– В каком смысле? – спросил он, изображая интерес. Кирилл думал в этот момент о своём, но его нельзя было винить: на работе возникли определённые трудности и, досадуя и тревожась по этому поводу, он не мог переключить мысли ни на что другое.
– Просто ничего, – ответила Добби, – вот ты сейчас поцеловал меня – и ничего, вот я сейчас обниму тебя, – она встала и, приблизившись к Кириллу, прижалась к нему, – тоже ничего, как к столбу подошла или к дереву. Так быть не должно. Это неправильно. Кажется, я тебя не люблю…
– Да что с тобой сегодня, детка? – удивлённо пробормотал Кирилл. – На солнце перегрелась что ли? Или гормональный перекос какой? С вами это иногда случается…
– Нет никакого перекоса. Я просто ничего не чувствую. – упрямо и сухо повторила Добби, уже зная, что разговор ни к чему не приведёт.
– А с чего ты вообще взяла, что должна чувствовать что-то особенное? Кто тебе сказал, будто любовь – это какие-то ощущения? – спросил Кирилл непривычно строго. – Да будет тебе известно, детка, любовь – это логика. Вот скажи, находишься ли ты в безопасности рядом со мной? Тебе удобно, комфортно? Тебя удовлетворяет как мы проводим вместе время? Тебе весело? Интересно? Нам хватает денег?

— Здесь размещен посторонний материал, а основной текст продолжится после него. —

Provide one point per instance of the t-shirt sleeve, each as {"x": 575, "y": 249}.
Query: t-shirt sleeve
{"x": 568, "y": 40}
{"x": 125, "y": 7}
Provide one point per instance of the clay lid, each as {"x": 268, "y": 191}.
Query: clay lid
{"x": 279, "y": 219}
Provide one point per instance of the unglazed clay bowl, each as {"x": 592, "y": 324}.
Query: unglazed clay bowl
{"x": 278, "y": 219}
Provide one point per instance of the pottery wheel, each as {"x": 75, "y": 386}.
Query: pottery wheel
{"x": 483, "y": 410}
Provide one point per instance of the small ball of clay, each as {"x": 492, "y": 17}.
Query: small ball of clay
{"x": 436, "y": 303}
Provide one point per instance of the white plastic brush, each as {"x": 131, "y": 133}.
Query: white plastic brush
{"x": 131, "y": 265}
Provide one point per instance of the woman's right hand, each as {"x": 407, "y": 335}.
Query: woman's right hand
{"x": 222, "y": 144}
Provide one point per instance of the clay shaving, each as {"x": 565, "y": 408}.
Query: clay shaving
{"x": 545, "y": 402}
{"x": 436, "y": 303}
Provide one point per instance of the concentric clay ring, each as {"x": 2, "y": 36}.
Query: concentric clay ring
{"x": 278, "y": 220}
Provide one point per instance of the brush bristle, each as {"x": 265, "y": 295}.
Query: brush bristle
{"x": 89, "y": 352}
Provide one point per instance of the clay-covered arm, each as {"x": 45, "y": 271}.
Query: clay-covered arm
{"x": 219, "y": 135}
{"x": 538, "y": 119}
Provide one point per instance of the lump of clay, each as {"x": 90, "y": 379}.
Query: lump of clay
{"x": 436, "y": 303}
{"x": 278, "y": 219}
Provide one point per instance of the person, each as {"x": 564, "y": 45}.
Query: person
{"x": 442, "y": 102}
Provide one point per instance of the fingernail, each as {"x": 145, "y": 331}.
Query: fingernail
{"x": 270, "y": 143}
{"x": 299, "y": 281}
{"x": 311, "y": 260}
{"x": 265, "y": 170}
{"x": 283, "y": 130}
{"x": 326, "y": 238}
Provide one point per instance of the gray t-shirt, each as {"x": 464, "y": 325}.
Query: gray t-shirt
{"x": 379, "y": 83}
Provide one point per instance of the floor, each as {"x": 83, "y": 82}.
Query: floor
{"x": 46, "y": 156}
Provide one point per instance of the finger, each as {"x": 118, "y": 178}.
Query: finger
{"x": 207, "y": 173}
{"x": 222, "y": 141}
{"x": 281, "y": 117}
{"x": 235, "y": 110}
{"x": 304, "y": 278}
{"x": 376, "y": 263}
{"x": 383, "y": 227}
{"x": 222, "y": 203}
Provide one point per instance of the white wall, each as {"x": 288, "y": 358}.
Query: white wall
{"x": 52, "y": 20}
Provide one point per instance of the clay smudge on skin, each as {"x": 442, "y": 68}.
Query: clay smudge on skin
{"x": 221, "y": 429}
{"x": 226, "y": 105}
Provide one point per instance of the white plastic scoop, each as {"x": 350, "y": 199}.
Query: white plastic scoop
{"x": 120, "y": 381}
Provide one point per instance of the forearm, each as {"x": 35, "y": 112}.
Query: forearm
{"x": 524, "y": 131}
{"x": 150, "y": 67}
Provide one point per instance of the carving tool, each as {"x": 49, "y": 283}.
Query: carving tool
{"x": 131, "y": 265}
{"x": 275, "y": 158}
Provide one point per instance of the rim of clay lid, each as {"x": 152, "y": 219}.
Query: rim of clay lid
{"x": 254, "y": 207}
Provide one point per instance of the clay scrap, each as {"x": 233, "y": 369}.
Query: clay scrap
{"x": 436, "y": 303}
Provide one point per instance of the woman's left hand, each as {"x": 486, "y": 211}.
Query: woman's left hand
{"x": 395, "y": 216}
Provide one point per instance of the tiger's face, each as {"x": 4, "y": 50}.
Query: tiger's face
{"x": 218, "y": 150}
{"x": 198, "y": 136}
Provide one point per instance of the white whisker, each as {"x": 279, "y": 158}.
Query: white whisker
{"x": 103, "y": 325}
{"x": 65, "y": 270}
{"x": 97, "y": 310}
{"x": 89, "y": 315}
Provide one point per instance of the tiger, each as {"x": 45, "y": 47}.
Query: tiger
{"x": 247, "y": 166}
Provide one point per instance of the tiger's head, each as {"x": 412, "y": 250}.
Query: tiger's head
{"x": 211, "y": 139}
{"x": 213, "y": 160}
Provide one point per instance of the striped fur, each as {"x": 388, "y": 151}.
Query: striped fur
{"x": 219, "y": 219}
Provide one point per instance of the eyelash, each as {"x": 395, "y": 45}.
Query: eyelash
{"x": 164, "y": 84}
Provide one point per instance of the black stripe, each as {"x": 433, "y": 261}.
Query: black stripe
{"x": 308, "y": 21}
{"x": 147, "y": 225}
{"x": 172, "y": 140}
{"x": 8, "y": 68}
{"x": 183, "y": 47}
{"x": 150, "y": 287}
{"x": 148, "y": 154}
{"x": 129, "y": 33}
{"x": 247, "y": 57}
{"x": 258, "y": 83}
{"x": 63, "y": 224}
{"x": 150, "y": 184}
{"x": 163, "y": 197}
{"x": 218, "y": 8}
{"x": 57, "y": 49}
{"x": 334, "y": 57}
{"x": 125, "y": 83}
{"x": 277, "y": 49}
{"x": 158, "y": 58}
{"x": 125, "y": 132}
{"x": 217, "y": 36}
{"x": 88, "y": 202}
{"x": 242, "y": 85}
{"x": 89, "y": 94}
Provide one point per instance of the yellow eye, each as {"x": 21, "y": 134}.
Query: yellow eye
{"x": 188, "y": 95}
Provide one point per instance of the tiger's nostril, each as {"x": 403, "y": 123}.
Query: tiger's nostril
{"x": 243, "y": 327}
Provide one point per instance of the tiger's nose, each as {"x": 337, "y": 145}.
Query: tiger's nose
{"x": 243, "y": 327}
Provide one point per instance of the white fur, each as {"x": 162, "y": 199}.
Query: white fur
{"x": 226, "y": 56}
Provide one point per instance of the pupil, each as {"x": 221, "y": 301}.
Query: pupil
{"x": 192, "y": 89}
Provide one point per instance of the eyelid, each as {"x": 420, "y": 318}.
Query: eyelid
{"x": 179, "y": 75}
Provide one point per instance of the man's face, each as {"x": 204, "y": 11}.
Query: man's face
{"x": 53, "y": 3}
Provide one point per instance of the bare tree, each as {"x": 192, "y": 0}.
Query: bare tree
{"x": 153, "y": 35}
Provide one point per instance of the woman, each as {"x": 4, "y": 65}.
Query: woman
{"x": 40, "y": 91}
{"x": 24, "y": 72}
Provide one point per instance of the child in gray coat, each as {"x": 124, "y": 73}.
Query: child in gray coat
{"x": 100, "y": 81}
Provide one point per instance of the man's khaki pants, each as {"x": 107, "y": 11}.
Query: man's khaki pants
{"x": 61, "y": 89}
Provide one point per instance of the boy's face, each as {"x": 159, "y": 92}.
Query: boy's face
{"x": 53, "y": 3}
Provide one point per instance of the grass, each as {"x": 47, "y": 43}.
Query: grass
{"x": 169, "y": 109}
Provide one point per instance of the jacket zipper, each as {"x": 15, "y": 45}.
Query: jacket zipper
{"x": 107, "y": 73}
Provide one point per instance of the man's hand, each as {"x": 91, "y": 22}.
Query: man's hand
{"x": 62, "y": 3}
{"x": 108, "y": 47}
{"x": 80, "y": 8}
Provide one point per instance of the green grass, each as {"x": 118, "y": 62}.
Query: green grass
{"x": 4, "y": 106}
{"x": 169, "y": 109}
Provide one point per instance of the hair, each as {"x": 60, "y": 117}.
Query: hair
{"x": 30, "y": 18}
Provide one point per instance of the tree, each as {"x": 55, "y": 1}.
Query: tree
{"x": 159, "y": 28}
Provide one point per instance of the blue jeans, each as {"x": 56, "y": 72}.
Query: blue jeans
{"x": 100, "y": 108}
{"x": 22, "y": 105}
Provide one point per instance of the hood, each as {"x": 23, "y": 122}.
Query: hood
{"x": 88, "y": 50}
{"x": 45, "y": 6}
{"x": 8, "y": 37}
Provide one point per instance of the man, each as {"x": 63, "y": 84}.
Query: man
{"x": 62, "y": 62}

Добби пожала плечами. Всё вышеперечисленное её вполне устраивало. Кирилл, судя по всему, подходящий партнёр для неё. Ей вполне хорошо с ним. Они ужинают по вечерам дома, рассказывая друг другу как прошёл день, или ходят куда-нибудь, в кино, в ресторан или в паб, заказывают коктейли или закуски, обсуждают культуру, политику, общих знакомых, беззлобно подшучивая над ними. У них с Кириллом сходные точки зрения по очень многим вопросам и даже совпадают вкусы в музыке и в еде, что весьма удобно в быту.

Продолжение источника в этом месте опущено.